What You Can See on May 10

From Audubon’s Earth Almanac by Ted Williams and compiled in “Wild Moments,” edited by Connie Isbell, Illustrations by John Burgoyne, Storey Publishing, 174 pages. Desert Jesters Monkey-like, nosy, noisy, gregarious, playful, busy, inquisitive, intelligent, comical. All these adjectives describe the white-nosed coatimundi, the raccoon’s skinny, diurnal cousin, which before 1900 was rare or nonexistent in the U.S. Probably because of a warming trend, the species has been expanding its range into riparian areas and brushy woodlands in the southern parts of Texas, New Mexico, and Arizona.
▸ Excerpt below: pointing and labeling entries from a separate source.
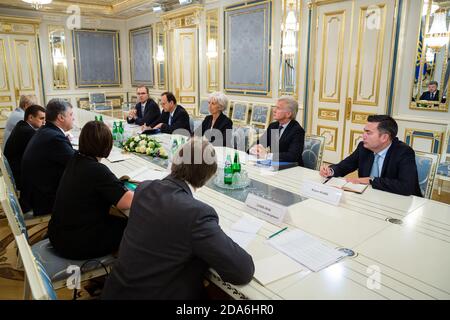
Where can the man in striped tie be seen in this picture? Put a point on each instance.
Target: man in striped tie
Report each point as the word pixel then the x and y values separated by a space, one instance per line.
pixel 381 159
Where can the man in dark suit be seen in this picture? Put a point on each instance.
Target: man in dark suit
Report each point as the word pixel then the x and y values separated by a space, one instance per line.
pixel 172 239
pixel 46 156
pixel 432 94
pixel 146 110
pixel 174 117
pixel 22 133
pixel 285 137
pixel 381 159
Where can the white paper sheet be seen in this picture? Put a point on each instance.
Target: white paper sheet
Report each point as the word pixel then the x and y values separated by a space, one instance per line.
pixel 305 249
pixel 276 267
pixel 248 224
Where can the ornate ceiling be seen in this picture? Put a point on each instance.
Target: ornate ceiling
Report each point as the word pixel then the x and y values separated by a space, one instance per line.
pixel 122 9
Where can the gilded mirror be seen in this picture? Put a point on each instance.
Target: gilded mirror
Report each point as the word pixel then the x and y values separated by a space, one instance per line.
pixel 431 72
pixel 57 41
The coatimundi seems to proclaim its attitude by carrying its long, ringed tail straight up and curled at the tip. Now, in Mexico and our Southwest, coatis are mating and, though it hardly seems possible, even more active than usual. Females, which travel in troupes of 5 to 20, admit one dominant male for breeding. At 15 pounds, he is nearly twice their size; but he is submissive. Still, when confronted by a rival male he’ll rear up, puff up, raise his snout, and display his impressive canines in a protracted grimace that can induce laughter in even the most clinical biologists. After the male impregnates the females they throw him out of the troupe. Coatis spend hours grooming each other, removing burrs and ticks with their teeth. Like raccoons, they are omnivores, eating anything they stumble on from fruit to small mammals to invertebrates to reptiles to birds and birds’ eggs. They communicate by barking, chattering, hissing, spitting, growling, snuffling, scampering, and tail waving.